Kiyoshi Kurosawa's Yocho (Foreboding) is a companion piece to his Sanpo Suru Shinryakusha (Before We Vanish), which premiered at Cannes last year. These films only sound like alien-invasion thrillers, while they're really low-key, what-if stories that just happen to be propelled by extraterrestrials.

***

Four girls are dancing to synth pop. Suddenly, one of them stops. She seems to have heard a door open. Not the door – a door, as though in a parallel dimension. That's the premise of Yui Kiyohara's Watashitachi no Ie (Our House). The house this girl – Seri (Nodoka Kawanishi) – lives in with her mother is the same house that Toko (Mei Fujiwara) lives in with a woman she found on the ferry, a woman who has lost her memory. "Why did you bring me home?" the woman asks Toko. You think Toko misses her mother or sister, perhaps, or maybe she needs someone, anyone, to alleviate her loneliness. But Toko simply says, "Because you looked like you needed help." The film doesn't explain. There's no psychology. There's just event.

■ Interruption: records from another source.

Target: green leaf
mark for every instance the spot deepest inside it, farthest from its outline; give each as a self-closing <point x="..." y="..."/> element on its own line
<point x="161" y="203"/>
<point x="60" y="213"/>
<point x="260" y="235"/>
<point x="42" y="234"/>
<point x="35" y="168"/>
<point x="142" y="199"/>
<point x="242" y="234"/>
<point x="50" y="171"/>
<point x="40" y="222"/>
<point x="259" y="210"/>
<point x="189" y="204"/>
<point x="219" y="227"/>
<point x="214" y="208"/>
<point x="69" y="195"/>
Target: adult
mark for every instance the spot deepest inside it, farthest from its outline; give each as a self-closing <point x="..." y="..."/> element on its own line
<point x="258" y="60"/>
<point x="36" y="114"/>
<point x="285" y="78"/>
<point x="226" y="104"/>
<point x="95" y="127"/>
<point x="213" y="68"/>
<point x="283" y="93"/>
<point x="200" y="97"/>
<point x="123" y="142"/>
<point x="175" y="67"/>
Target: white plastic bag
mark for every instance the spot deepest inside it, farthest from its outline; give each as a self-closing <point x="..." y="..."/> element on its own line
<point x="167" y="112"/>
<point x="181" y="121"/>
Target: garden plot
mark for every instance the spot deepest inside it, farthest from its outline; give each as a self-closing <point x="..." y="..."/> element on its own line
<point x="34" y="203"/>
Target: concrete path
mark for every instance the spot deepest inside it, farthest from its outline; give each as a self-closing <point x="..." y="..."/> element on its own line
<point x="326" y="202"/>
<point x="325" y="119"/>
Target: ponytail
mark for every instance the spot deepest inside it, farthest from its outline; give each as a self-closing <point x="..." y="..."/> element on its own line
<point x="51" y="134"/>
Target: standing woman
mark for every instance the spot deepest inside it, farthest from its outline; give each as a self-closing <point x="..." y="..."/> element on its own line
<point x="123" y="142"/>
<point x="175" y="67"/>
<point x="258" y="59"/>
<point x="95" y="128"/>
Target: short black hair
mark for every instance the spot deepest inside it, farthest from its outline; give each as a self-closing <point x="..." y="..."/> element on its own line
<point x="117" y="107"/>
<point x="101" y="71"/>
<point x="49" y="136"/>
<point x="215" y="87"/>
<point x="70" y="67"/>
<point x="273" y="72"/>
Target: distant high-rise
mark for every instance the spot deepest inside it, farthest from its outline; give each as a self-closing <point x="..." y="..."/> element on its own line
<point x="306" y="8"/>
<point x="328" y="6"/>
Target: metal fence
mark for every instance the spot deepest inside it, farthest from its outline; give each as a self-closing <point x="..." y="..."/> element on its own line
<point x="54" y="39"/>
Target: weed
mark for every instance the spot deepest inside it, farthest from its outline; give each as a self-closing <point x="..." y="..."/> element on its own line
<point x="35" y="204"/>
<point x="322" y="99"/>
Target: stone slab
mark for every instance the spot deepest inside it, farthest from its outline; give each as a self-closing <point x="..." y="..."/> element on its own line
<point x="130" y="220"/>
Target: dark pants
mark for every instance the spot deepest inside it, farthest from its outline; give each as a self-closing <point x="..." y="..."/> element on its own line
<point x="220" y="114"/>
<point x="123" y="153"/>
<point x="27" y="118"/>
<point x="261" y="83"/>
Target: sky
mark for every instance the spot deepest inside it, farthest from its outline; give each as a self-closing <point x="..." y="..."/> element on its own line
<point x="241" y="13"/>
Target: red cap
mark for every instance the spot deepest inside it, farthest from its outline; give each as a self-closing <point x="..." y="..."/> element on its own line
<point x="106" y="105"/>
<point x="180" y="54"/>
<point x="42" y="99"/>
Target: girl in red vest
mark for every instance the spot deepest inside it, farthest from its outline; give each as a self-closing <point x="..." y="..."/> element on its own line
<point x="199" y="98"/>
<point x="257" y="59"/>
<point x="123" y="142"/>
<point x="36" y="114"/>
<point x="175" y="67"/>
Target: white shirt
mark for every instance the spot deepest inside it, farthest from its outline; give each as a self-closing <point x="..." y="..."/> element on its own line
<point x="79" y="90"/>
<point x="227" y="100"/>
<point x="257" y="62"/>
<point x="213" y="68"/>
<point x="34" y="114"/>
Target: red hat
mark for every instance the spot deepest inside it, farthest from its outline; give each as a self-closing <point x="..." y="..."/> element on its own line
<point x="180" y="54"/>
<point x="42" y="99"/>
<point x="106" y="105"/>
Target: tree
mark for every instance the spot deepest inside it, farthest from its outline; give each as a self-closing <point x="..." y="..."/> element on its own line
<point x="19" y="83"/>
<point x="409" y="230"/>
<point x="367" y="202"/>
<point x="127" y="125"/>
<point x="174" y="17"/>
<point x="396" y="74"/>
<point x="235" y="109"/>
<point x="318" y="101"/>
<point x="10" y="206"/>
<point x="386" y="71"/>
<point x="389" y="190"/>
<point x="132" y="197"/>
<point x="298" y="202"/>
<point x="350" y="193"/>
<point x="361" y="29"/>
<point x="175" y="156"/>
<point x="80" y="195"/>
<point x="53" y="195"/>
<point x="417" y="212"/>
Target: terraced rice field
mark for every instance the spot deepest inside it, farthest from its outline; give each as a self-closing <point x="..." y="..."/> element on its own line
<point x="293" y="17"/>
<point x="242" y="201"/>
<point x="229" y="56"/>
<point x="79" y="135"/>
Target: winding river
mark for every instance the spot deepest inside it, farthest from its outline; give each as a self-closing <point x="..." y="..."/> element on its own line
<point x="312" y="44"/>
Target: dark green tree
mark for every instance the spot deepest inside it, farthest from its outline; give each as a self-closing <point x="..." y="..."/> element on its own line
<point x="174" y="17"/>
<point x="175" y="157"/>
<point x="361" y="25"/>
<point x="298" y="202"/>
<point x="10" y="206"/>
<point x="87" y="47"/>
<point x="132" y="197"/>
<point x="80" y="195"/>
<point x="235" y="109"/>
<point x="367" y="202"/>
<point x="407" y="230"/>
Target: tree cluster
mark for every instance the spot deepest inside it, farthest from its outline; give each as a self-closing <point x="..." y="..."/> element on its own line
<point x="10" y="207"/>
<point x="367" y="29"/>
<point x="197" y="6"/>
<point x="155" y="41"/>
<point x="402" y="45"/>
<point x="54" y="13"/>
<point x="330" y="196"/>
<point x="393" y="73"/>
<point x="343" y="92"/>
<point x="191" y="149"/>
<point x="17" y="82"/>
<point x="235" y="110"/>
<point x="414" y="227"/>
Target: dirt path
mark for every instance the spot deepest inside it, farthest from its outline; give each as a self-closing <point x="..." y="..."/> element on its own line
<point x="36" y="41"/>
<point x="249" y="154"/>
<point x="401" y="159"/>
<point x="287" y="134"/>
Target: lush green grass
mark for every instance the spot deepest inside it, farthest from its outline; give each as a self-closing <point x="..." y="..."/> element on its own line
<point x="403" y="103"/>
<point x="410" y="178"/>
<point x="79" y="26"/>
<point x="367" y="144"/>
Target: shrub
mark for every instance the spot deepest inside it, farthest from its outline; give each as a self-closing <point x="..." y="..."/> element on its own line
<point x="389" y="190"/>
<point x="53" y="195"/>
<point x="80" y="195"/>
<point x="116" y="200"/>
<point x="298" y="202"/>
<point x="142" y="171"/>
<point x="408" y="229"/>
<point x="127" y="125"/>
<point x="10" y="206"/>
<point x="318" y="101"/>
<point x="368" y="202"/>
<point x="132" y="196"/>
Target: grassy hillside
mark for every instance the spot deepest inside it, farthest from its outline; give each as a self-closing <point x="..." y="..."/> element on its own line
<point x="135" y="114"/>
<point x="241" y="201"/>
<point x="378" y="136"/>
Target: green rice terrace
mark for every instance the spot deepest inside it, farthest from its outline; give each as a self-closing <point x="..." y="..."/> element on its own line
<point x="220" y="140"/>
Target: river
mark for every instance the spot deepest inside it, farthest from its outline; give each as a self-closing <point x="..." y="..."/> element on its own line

Did I mention that these two sets of women aren't in the house at the same time? The door that Seri heard open was probably opened by Toko, but again, there are no explanations. It could be sci-fi. It could be magic realism. We just have to go with it, that somehow this house exists across two different timelines. What a pity, then, that this house is almost irrelevant to the story. Seri talks to a friend about watching fireworks in summer, talks to her mother about a birthday party. Toko chants children's rhymes with her new friend. Even without the Big Idea about the house, these stories would have played out the same. Except towards the end, when, during a power cut, the two timelines intersect. But by then, it's too little, too late.

***

My last film at the Berlinale was Franz Osten's Die Leuchte Asiens (The Light of Asia / Prem Sanyas), the first Indo-German co-production (the producers are Peter Ostermayer and Himansu Rai). The 98-minute silent film from 1925, which was part of the digitally restored Weimar cinema retrospective, is based on the epic poem The Light of Asia (1879), by Sir Edwin Arnold. After a slightly squirmy beginning – showcasing an India filled with "Hindoos," oxen carts, snake charmers, dancing bears – the story lands in a Buddhist temple, where a monk begins to narrate to English tourists the story of the Buddha. As much as I enjoyed watching India of the 1920s, I must say I was equally entertained by the press notes. "This magnificent, monumental film is a combination of oriental fairytale and religious Passion Play, an early form of the Hindu cinema that would later become Bollywood. Embedded in a documentary travelogue, cinema makes an appearance alongside older, magical practices." And this gem: "People no longer hope for enlightenment under the bodhi tree, but rather from a film projector."